When is a box just a box and when is it a useful item to hold on to? I know you didn’t wake up asking yourself that question this morning, but it is a question I am faced with almost daily when working with clients in my organizing business.
People are always wondering whether they should keep shoe boxes, gift boxes, computer boxes, jewelry boxes, Lego boxes and shipping boxes. Here are some things to consider.
Some people prefer to keep their shoes stored in their original boxes to protect them. Other people will forget about a pair of shoes if they can’t see them sitting on the floor or on a shelf. If you want to keep shoes in a box to keep them clean and to make them easy to stack, there are a couple of options. Some people take a photo of their shoes and glue it to the outside of the box, others will replace the original cardboard shoe box with a clear plastic one to make it easy to see the contents inside. Whatever you decide is fine if it works for you. The only thing that isn’t okay is keeping empty shoe boxes on the floor or shelves of your closet where they are collecting dust or taking up valuable space.
I fully support reusing gift packaging whenever possible, and I always recommend people save a variety of nice gift boxes so they don’t have to run out to the store every time they need to wrap a birthday or holiday present. However, there is no need to save every shirt box you’ve ever been given. One bin or box of different-size boxes is sufficient. Recycle the rest or re-purpose them to store other items. And the same goes for shipping boxes. Keep a few different sizes on hand, but don’t let your garage or basement become a repository of cardboard boxes.
Likewise, it is not necessary to keep every jewelry box you have received. People like to hold on to these for sentimental reasons or because the boxes are pretty, which I can understand, but it’s better to keep a few of the very special ones for storage or moving purposes and toss the rest. You won’t miss them!
Computer boxes are also tempting for people to keep indefinitely. Some people reason that if they have to return their computer or have it repaired, the box will come in handy. But once you have your device up and running smoothly for a few weeks, it’s probably safe to discard the box. In the unlikely event that you need to ship your computer off for repair, you can find another box to pack it in.
If you’re holding on to your computer box because it has important identification material printed on the side, cut that portion from the box and file it with your other papers or take a photo and file it electronically. The only valid reason to keep tech boxes is if you frequently upgrade your devices and sell your used items. In that case, keeping the original packaging will probably increase their value.

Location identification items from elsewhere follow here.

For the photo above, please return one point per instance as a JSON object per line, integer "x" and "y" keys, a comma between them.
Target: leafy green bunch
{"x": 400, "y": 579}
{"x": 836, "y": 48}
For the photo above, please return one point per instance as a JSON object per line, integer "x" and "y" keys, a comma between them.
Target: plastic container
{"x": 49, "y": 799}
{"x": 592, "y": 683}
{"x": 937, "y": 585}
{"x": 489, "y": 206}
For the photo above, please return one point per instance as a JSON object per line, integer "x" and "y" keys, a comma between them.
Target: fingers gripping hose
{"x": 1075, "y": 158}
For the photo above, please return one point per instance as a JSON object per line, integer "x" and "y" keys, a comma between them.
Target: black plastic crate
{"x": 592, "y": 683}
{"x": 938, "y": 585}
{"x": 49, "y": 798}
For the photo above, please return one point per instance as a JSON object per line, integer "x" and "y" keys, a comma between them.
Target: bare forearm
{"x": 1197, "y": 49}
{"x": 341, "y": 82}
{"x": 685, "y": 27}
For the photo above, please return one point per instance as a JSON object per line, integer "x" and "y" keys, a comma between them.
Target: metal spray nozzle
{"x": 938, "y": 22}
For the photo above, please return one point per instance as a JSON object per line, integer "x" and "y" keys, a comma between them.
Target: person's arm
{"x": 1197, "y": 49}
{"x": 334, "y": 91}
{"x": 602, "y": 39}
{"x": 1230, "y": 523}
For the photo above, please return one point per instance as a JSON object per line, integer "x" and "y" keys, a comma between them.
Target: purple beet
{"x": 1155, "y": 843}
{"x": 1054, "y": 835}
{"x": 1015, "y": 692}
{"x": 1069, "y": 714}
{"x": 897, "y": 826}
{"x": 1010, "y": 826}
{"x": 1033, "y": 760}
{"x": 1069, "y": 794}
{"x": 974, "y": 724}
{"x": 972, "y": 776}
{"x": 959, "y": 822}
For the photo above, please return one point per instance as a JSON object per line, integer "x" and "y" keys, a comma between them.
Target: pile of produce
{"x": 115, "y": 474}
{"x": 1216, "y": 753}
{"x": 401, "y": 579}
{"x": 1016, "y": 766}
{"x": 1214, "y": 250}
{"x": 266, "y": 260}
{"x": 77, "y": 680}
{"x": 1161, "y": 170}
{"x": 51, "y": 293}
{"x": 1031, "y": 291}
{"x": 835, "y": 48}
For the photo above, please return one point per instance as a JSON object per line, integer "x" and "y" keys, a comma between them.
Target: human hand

Television boxes are also likely to be stashed away for safekeeping but never used again. I do understand that it’s difficult for movers to load, transport and unload large, flat-screen TVs. However, if you don’t plan to move in the next few years, it’s probably not worth holding on to the television box, especially if you have limited storage space. You can hold on to the receipt for your purchase and the identifying information on the box, but keeping a huge box to possibly move your large flat-screen TV — which may be obsolete a couple of years from now — is not worth it.
Kids are geniuses at arguing that it is absolutely necessary to keep every Lego, Playmobil and Barbie box. They say that they need to reference the photos or want to duplicate the scene, but don’t let them convince you. It’s enough that so many of our houses have been taken over by toys; we don’t also need to store the boxes they came in. Instead, keep the accompanying instruction booklets or take a photo of the front of the box. And if you’re considering keeping the boxes for when you eventually give the sets away, don’t. You will never go to the trouble of collecting all the proper pieces. Let them go.
To sum it up: Don’t keep boxes “just in case.” Use those that fit your current needs and save a few for future use, but clear out the excess. You will be surprised at the space you create.